Yep, the old tire-changing scene! But with the addition of one terrifying lurker.

“Fudge, this is fudging horrifying, motherfudger.”

For a brief moment, it felt like maybe Rudolph had come to realize the pain and anguish that regular visits from a potential child predator had caused her family, but it turned out she just didn’t like that her son had used the F word. Priorities!

Like, what?

Here she was placing a phone call to another local mother, but they both seemed too terrified to say anything out loud about the man who had been stalking their town, as though saying his name out loud would conjure him. But guess what? He had already been conjured, and he was in the kitchen with your unattended child while you were on the phone!

This is a difficult image to look at.

Here is when Ralphie disassociated from reality and imagined he was being attacked by zombies, but I think maybe his childlike imagination was just trying to make sense of the clear and present danger he’d been dealing with lately.

God, not even the neighbor’s house was secure. It was cool that Ana Gasteyer and her family were so proud of celebrating Hanukkah that they had to burst into song about it, but that just meant they weren’t paying attention to the fact that the front door was unlocked!

You know, sticking one’s tongue to a frozen flag pole is a lot less charming when there is a hungry-eyed lurker just watching them all. But a triple-dog dare is a triple-dog dare, I guess.

We did not get a cutaway of how Broderick was reacting to this moment, and I for one am grateful for that. But judging from these kids’ expressions, he wasn’t up to anything good:


Aren’t there cops? Or a PTA? Anybody?

Could nothing be done to keep this man out?

Ralphie’s little brother had HAD IT. He had reached his breaking point.

Get out of here!!

At this point, the family took another desperate trip to the mall, and you knew it was desperate because they went there on Christmas EVE. On the upside, David Alan Grier as Santa Claus is the Platonic Ideal of Santa Claus. On the downside, the trip to the mall was merely borrowed time, as only hours later it was back to business as usual:

Yep, that man was now watching a child sleep. He did not lean over and suck the life essence straight out of his mouth, but I am absolutely certain he was considering it.

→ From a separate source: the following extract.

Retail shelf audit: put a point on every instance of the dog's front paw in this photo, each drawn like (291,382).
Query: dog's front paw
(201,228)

Look at this classic moment of the Old Man mourning his broken leg lamp. Now look in the window behind him.

And it’s not like the neighbors were going to have the decency to call the cops and report a prowler. God forbid.

If this doesn’t give you chills then I don’t know what to tell you.

But it was already too late. Broderick had made his move. Farewell, neighborhood children! May your parents band together in a lynch mob and get the justice you so richly deserve. Rest in peace.

Then this happened, and it was unclear where Broderick was in the house while Ralphie was changing into this bunny suit, but I am hoping and praying for the best. It’s all I can do really.

Perhaps sensing that they had to do something, Ralphie’s parents finally relented and bought him a firearm. He might not be able to protect the whole family, but he’d be able to buy himself a few seconds should Broderick decide to make any sudden lunges, and that could make all the difference.

Then the neighborhood dogs ran in the back door and ate the turkey, and the family had to go to a Chinese restaurant for Christmas dinner. You know. That part.

But don’t worry. If you were concerned that A Christmas Story Live! would repeat the sliiiiiightly racist scene of the Chinese waiters singing “Deck the Halls” improperly, the waiters sang it perfectly here, and then Ken Jeong was like, “Did you expect this to be more racist, audience?” Told!

Anyway, we ended with a bit of Christmas cheer… Ralphie and his brother and his parents, full of candied duck, walking through the town square enjoying each other’s company on this holiest of nights. Because when you think about it, that’s what Christmas is all about… It’s about fami— OH MY GOD.

They will never escape him! Not ever!

Guys, A Christmas Story Live! was quite a thing. I hope that when the sugarplums are dancing in your head tonight, they aren’t also stalking through your personal space and emerging from the shadows when you least expect it. Happy holidays and lock your doors! Other than that, good show. I like these live musical things, they’re wild.